Potrzeba spłaszczania struktur organizacyjnych i pracy w zespołach wytworzyła podejście organiczne (rozproszonego przywództwa), które jest rozumiane jako sieć osób wpływających na ludzi, inicjujących ich aktywność, dbających o warunki do uzyskiwania rezultatów. To podejście niekoniecznie oznacza formalną władzę, często opiera się relacjach i wiedzy eksperckiej osób pełniących rolę (niekoniecznie funkcję) liderów. Wszystkie te podejścia pokazują, jak wiele jest sposobów opisywania przywództwa. Odzwierciedlają one rozwój i ewolucję koncepcji organizacyjnych (paradygmat organizacji). Jednym słowem, każdy paradygmat ma swój archetyp (wzorzec) idealnego lidera.
James Kouzes i Barry Posnerͽ odkryli, że współczesne przywództwo wiąże się raczej z procesem, za którym idziemy, a nie z osobą lidera. Inny badacz, Robert Quinnͽ zauważył dodatkowo, że liderem nie jest się cały czas. W uproszczeniu można by powiedzieć, że menedżerem jest się na co dzień, a liderem tylko w niektórych ważnych momentach (przywództwo fundamentalne).
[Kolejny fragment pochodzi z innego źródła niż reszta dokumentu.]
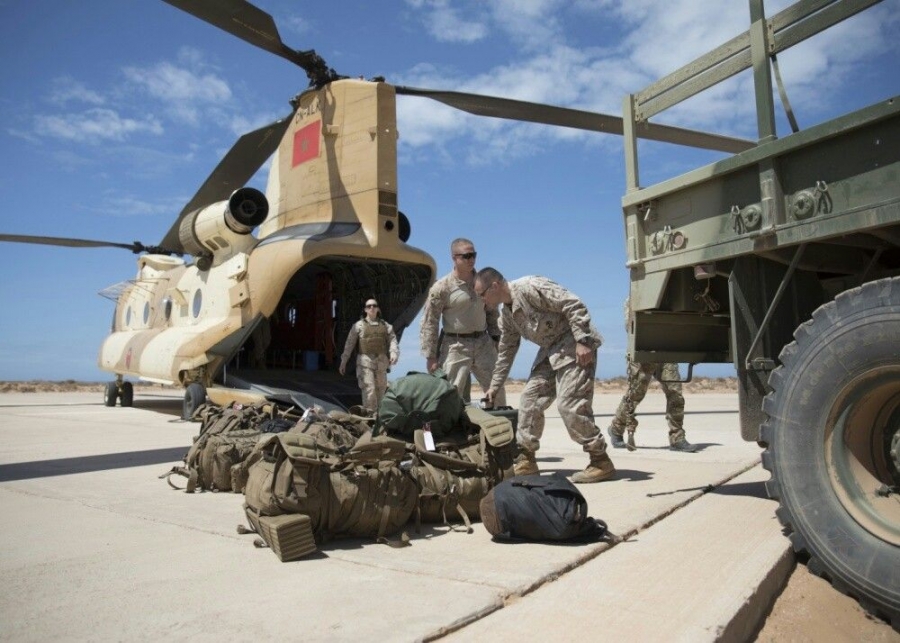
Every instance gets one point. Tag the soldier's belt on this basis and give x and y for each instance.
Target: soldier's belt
(465, 335)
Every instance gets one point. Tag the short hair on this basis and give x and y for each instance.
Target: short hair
(489, 275)
(460, 241)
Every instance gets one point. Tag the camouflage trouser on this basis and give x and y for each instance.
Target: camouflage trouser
(465, 356)
(573, 388)
(371, 375)
(639, 377)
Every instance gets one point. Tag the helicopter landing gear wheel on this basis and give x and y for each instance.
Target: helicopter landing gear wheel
(833, 417)
(126, 394)
(110, 393)
(194, 396)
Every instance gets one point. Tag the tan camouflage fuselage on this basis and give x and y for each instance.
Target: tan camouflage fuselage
(332, 193)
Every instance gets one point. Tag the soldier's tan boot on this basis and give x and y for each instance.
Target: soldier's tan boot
(525, 464)
(600, 468)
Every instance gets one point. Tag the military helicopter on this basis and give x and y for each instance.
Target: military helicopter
(233, 316)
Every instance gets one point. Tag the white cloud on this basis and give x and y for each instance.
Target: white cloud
(66, 89)
(532, 24)
(182, 88)
(93, 126)
(652, 40)
(131, 206)
(446, 23)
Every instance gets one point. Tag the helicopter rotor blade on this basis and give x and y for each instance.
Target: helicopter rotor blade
(518, 110)
(234, 170)
(135, 247)
(253, 25)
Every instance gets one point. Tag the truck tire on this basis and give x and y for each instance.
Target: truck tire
(833, 414)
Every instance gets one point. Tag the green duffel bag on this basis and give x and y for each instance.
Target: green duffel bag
(418, 399)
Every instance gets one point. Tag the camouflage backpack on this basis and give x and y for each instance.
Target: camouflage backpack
(457, 473)
(346, 491)
(227, 437)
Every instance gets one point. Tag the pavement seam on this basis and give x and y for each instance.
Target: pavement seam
(511, 597)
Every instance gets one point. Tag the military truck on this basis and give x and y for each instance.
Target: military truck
(784, 259)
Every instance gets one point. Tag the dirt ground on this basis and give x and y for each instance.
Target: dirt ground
(808, 608)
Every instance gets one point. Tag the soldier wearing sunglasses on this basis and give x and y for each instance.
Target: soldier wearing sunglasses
(467, 344)
(554, 318)
(378, 349)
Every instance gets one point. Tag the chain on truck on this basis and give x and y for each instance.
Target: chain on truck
(784, 259)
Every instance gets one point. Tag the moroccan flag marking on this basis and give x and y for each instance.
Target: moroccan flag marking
(306, 143)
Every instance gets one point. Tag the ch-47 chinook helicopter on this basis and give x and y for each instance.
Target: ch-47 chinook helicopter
(233, 316)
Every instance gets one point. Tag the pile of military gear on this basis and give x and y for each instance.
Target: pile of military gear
(215, 461)
(343, 475)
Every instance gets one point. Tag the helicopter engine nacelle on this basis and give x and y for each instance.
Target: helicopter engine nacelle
(223, 228)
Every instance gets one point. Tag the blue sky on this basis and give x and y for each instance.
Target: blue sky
(114, 112)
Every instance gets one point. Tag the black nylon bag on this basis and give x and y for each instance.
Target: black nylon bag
(542, 508)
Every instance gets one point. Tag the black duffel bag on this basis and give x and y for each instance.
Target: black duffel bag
(542, 508)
Oznacza to, że oddziaływanie na ludzi, sprawianie, by inni podążali za liderem i w ogóle postrzegali go jako przywódcę, nie jest dane na zawsze. To z kolei oznacza, że lider musi zaakceptować zmienność cykli i być raz przywódcą fundamentalnym (np. w chwilach kryzysów, zmian, w sytuacjach niejasnych), innym razem liderem ekspertem, a jeszcze innym – usunąć się w cień (gdy ludzi trzeba zostawić samym sobie). W tym ujęciu lider często staje się kluczowym zasobem dla organizacji czy zespołu.
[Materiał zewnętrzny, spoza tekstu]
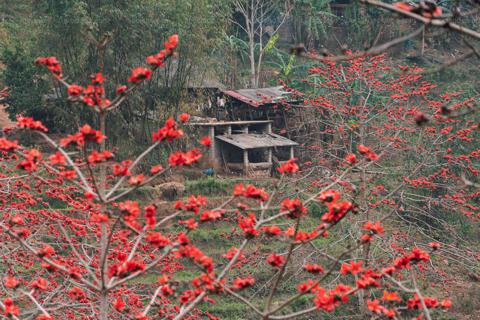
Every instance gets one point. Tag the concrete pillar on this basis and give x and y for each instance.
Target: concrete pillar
(245, 162)
(213, 147)
(269, 128)
(215, 155)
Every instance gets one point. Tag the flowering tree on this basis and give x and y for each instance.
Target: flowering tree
(76, 244)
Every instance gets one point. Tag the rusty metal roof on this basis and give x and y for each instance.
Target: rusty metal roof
(259, 97)
(247, 141)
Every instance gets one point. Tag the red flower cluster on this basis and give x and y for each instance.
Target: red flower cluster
(122, 169)
(86, 133)
(275, 260)
(372, 229)
(10, 308)
(32, 157)
(288, 167)
(158, 240)
(415, 256)
(136, 180)
(127, 268)
(96, 157)
(184, 158)
(192, 252)
(242, 283)
(206, 141)
(353, 268)
(294, 208)
(7, 145)
(272, 230)
(247, 224)
(336, 210)
(52, 64)
(375, 307)
(328, 301)
(211, 215)
(313, 268)
(231, 254)
(131, 210)
(415, 303)
(168, 132)
(368, 152)
(28, 122)
(351, 158)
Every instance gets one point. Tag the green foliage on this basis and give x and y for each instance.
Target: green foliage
(209, 186)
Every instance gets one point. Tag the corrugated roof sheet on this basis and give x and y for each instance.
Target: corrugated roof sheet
(247, 141)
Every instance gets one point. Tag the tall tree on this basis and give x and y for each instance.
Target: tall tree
(260, 21)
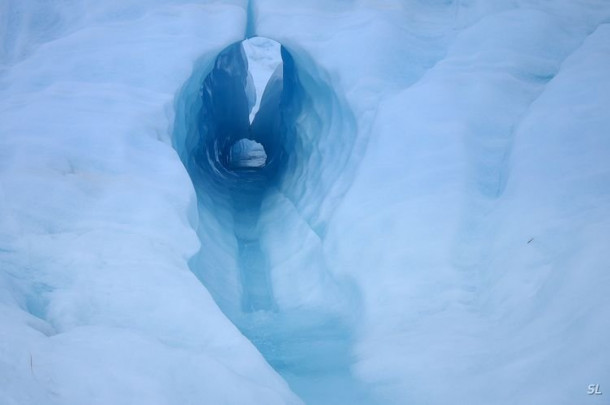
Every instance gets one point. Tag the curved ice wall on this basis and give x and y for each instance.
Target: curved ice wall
(468, 223)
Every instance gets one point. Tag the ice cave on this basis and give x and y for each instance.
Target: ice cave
(274, 202)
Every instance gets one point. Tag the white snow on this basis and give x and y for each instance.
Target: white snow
(438, 233)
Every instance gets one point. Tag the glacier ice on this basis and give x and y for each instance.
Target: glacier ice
(430, 225)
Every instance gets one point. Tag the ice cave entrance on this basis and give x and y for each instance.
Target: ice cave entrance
(250, 127)
(247, 154)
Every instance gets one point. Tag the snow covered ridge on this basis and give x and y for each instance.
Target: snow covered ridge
(433, 228)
Zespół korzysta wówczas z obecności lidera zgodnie z potrzebami, a nie jest zasobem lidera w uzyskiwaniu celów (jak w modelu klasycznym). To może być trudne dla lidera, bo rezygnacja ze statusu wymaga siły i odwagi. Po tym właśnie poznaje się dobre przywództwo, że różne rzeczy dzieją się bez popychania i formowania, niejako same z siebie. Ludzie idą przed liderem, a nie za nim. Idą za:
- angażującym celem nadrzędnym;
- wspólną, akceptowaną wizją przyszłości i pewnym schematem zmieniania na lepsze;
- przejrzystymi wartościami i przekonaniami, zgodnymi z ich własnymi;
- kreatywnymi ideami;
- zespołem, który się uczy i buduje tzw. emotional reward;
- innymi ludźmi, których talenty i zdolności mogą przyczynić się do realizacji zamierzeń.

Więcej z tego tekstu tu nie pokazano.